PostForge is a Python implementation of a PostScript interpreter that implements PostScript Level 3. It can render PostScript files to PNG, PDF, SVG, TIFF, or display them in an interactive Qt window.

This guide covers installation, command line usage, the interactive display, output options, and debugging features.

Getting Started

Installation

git clone https://github.com/AndyCappDev/postforge.git
cd postforge
./install.sh

The install script checks for Python 3.13+ and Cairo, creates a virtual environment, installs all dependencies, and installs the pf command.

Updating

To update PostForge to the latest version:

cd postforge
git pull
./install.sh        # Linux/macOS
install.bat         # Windows

The install script will update dependencies and rebuild the Cython accelerator as needed. Your configuration and font cache are preserved.

Running PostForge

pf                                       # Interactive mode
pf input_file.ps                         # Render to Qt display window
pf -d png input_file.ps                  # Render to PNG files
pf -d pdf input_file.ps                  # Render to PDF
pf -d svg input_file.ps                  # Render to SVG
pf --version                             # Print version and exit

The launcher scripts ./postforge.sh (Linux/Mac) and postforge.bat (Windows) are also available if the pf command was not installed system-wide.

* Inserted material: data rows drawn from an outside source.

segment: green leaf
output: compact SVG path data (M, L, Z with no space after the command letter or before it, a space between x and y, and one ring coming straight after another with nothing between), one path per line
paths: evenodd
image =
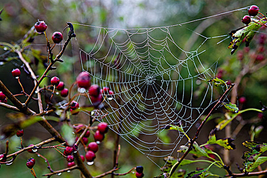
M253 19L253 20L258 22L261 22L262 23L266 22L264 18L260 20ZM249 43L256 33L255 32L258 31L262 26L252 21L248 25L231 32L229 35L232 37L232 41L228 47L228 48L232 49L231 54L233 54L245 38L246 38L246 46L248 46Z
M228 110L231 112L238 113L239 111L239 108L235 104L232 104L230 102L229 103L223 103L222 104L224 105Z
M61 134L70 145L74 144L75 135L73 128L67 123L64 123L61 127Z
M232 143L232 142L234 140L231 138L226 138L222 139L220 139L219 140L216 140L216 136L215 135L216 130L216 129L212 130L210 133L210 136L209 136L209 140L207 141L207 143L217 144L227 150L233 150L235 149L235 146L234 144Z
M224 81L223 80L222 80L222 79L220 79L219 78L216 77L215 78L214 78L213 79L209 80L207 82L214 82L214 84L216 86L221 86L221 85L223 85L223 85L225 85L225 86L226 86L226 89L227 89L228 88L227 84L226 84L227 81Z
M267 151L267 143L252 141L246 141L243 145L250 150L244 153L242 158L245 159L244 171L251 172L258 166L267 161L266 157L259 157Z

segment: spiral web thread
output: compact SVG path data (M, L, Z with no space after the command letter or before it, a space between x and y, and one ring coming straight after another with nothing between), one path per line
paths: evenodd
M105 98L103 108L95 114L152 161L156 157L176 156L184 134L166 130L165 127L180 124L187 133L216 101L213 84L207 81L214 78L216 65L206 67L202 63L201 56L206 49L201 47L209 40L216 46L229 38L227 35L205 37L184 26L247 8L153 28L118 29L76 24L97 37L90 50L79 48L82 70L92 76L92 83L107 86L114 93ZM182 34L172 33L185 27L200 39L197 47L190 51L180 44ZM77 35L78 45L79 40ZM196 91L201 87L202 93L196 97ZM169 139L164 138L166 134Z

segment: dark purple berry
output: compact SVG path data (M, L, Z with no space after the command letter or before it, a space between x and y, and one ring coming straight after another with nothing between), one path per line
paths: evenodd
M249 15L252 17L256 16L258 12L259 12L259 8L255 5L250 6L248 10Z
M14 77L19 77L20 76L20 71L18 68L14 69L11 73Z
M60 79L57 77L53 77L51 79L51 84L55 86L58 85L60 81Z
M34 25L36 32L38 33L42 33L45 31L47 28L47 25L45 24L44 21L38 21Z
M245 15L242 18L242 22L247 25L251 21L251 19L250 17L248 15Z
M17 137L19 137L23 135L24 131L22 129L21 130L17 130L17 133L16 133L16 135Z
M60 43L63 39L62 34L60 32L54 32L52 36L52 40L54 43Z
M72 155L68 155L67 157L67 161L69 163L71 163L74 161L74 157Z

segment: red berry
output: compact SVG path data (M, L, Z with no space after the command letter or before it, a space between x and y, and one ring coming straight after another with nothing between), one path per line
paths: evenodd
M73 151L73 147L71 146L66 146L64 150L64 155L66 156L70 155Z
M85 154L85 159L88 162L93 162L94 160L96 158L96 154L94 152L91 151L88 151L86 152Z
M67 164L67 166L68 167L71 167L72 166L74 166L75 165L75 163L74 162L72 162L71 163L68 163Z
M18 68L14 69L11 73L14 77L19 77L20 76L20 71Z
M0 92L0 100L4 100L6 99L6 95L3 93L2 92Z
M81 157L81 159L82 162L84 161L85 160L85 158L84 158L84 157L82 155L80 155L80 156Z
M143 172L143 171L144 170L144 168L143 167L143 166L137 166L135 168L135 170L136 170L136 172L138 173L142 173Z
M251 19L250 17L248 15L245 15L242 18L242 22L247 25L251 21Z
M101 133L99 130L97 130L96 133L95 134L95 135L94 135L94 138L95 138L95 140L96 141L98 141L101 142L104 139L104 137L105 136L102 133Z
M102 134L107 133L108 130L108 124L106 123L100 123L98 124L97 130Z
M255 5L250 6L248 10L249 15L253 17L256 16L258 12L259 8Z
M63 81L60 81L60 83L58 83L58 85L56 86L56 89L60 91L63 90L65 87L65 84L64 84L64 82Z
M54 43L60 43L63 39L62 34L60 32L54 32L52 36L52 40Z
M33 146L34 145L34 144L31 144L29 145L28 145L28 146ZM33 151L32 149L29 149L29 150L27 150L27 151L28 152L28 153L34 153L34 151Z
M84 134L84 137L88 137L90 136L90 131L87 130L87 132Z
M71 103L71 109L73 110L78 109L79 106L79 103L75 101L72 101Z
M92 142L88 144L88 149L96 153L98 151L98 145L95 142Z
M81 140L82 140L82 142L83 142L83 143L84 143L84 144L86 144L87 143L88 143L88 138L87 138L86 137L82 137L81 138Z
M77 115L79 113L79 111L76 109L70 109L70 111L72 115Z
M85 72L80 73L77 77L76 81L78 83L78 86L80 88L87 89L91 85L90 76Z
M55 86L60 83L60 79L57 77L53 77L51 79L51 84Z
M96 84L91 85L88 90L89 95L93 96L95 97L98 97L100 93L100 88L99 86Z
M240 103L244 104L246 102L247 99L246 99L246 97L242 97L239 98L239 101Z
M100 93L102 95L107 95L108 91L109 91L109 88L107 86L104 86L102 89L101 90Z
M67 88L64 88L61 91L60 95L62 97L67 97L69 95L69 90Z
M4 158L5 157L5 155L4 154L1 154L0 155L0 162L6 162L7 161L6 158Z
M23 135L24 131L22 129L21 130L17 130L17 133L16 133L16 135L17 135L17 137L21 137L22 135Z
M72 155L69 155L67 157L67 161L71 163L74 161L74 157Z
M45 24L44 21L38 21L34 25L36 32L38 33L42 33L45 31L47 28L47 25Z
M33 161L34 160L34 161ZM32 169L35 164L35 160L33 158L28 159L27 161L27 163L26 163L26 166L29 169Z
M135 176L136 176L136 178L142 178L144 176L144 174L143 172L139 173L136 172L135 173Z

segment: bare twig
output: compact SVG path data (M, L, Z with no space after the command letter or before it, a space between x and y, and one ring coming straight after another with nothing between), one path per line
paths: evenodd
M201 124L197 129L197 130L196 132L196 134L195 135L195 136L193 139L192 139L190 141L189 145L188 146L188 149L187 149L187 151L183 155L182 157L179 159L179 160L177 162L177 163L175 164L171 169L171 171L170 172L170 174L169 176L169 177L170 177L172 175L173 172L174 172L175 170L177 169L179 165L181 164L182 161L185 158L186 156L189 153L189 152L192 149L193 144L194 144L194 142L197 139L198 137L198 135L199 134L199 133L200 132L201 129L203 127L203 126L204 126L204 124L206 122L209 117L211 116L212 114L212 113L213 112L214 110L216 109L217 107L219 106L219 105L221 104L221 103L223 101L225 97L226 96L226 95L228 93L228 92L233 88L233 87L234 86L234 84L232 83L231 86L225 91L223 95L220 98L219 100L217 101L216 104L214 105L214 106L212 108L212 109L211 110L209 114L207 115L205 119L202 122Z

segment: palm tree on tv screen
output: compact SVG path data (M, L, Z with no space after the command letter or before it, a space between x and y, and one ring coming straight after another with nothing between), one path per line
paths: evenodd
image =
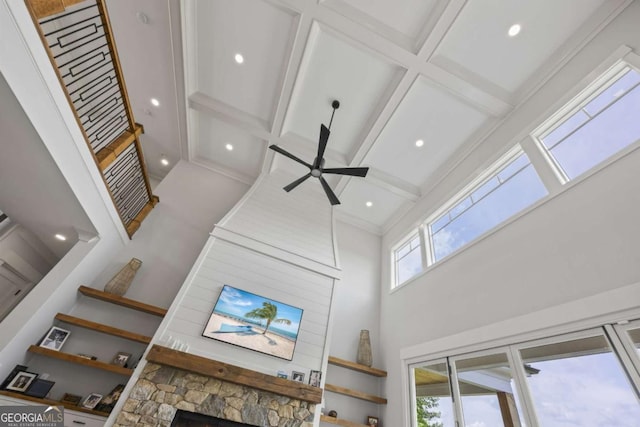
M245 314L245 316L250 319L265 319L267 321L267 326L265 326L262 335L266 335L271 322L284 323L286 325L291 324L291 320L289 319L276 319L276 317L278 316L278 307L275 304L271 304L267 301L262 303L262 308L255 308Z

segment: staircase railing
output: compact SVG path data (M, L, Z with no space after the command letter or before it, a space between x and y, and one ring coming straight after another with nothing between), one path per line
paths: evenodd
M104 0L25 0L129 237L151 193Z

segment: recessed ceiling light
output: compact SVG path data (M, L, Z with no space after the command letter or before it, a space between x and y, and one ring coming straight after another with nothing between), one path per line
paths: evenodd
M149 17L144 12L136 13L136 18L138 18L138 21L140 21L143 24L149 23Z

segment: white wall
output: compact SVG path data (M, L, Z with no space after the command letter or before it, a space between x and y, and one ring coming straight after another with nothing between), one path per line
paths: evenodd
M131 258L138 258L142 266L127 298L169 307L214 224L248 189L200 166L178 162L154 191L160 203L91 286L104 288Z
M380 336L380 236L352 225L338 222L336 235L342 278L336 283L333 297L332 336L329 353L356 361L360 330L371 337L373 366L385 369L384 347ZM349 369L329 365L324 373L327 383L384 397L384 380ZM367 415L379 415L375 403L325 392L325 413L338 412L340 418L364 423Z
M331 209L314 191L284 192L288 179L262 177L220 221L154 340L171 336L194 354L273 375L321 368L334 278L314 269L327 264L310 258L333 264ZM305 238L314 235L328 243ZM202 337L225 284L304 310L291 362Z
M77 242L2 321L0 376L4 377L16 363L24 362L26 348L49 329L55 313L72 306L78 284L92 280L126 240L24 3L0 1L0 33L3 77L71 188L68 194L75 196L101 236L94 243ZM36 176L46 178L46 174ZM48 182L34 184L46 187Z
M505 326L509 320L528 313L540 313L528 318L528 328L546 327L548 317L542 310L594 295L604 302L609 293L640 281L637 150L394 293L389 292L386 261L391 245L412 224L493 160L491 153L519 142L546 114L575 95L588 83L584 78L616 48L627 44L639 53L639 21L640 3L633 2L384 236L380 318L383 358L389 370L387 423L401 425L404 420L408 425L401 398L401 378L406 375L401 363L403 349L420 348L428 354L430 343L471 329L477 333L464 335L464 344L482 342L491 328L481 327L499 322L507 336L514 333ZM568 91L573 92L558 96ZM581 312L576 316L588 315ZM493 338L499 337L497 330L491 329ZM438 350L443 350L442 346Z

Reading from Standard Input

Use - as the input filename to read PostScript from stdin. This lets you pipe content from other programs or shell pipelines:

cat document.ps | pf -d png -
generate_ps.py | pf -d pdf -
curl https://example.com/file.ps | pf -

Stdin input can be mixed with regular files. Each is processed as a separate job:

pf -d png header.ps - footer.ps

Output files from stdin input use stdin as the base name (e.g., pf_output/stdin-0001.png). If no data is piped and - is specified, PostForge prints an error and exits.

Interactive Mode

When run without an input file, PostForge starts an interactive PostScript prompt:

pf
PF[8 3 0]> 5 3 add ==
8
PF[8 3 0]> (Hello, PostScript!) ==
Hello, PostScript!
PF[8 3 0]> quit

The prompt PF[8 3 0]> shows the current interpreter state: execution stack depth, dictionary stack depth, and operand stack item count. The numbers are updated accordingly when items are pushed onto these stacks.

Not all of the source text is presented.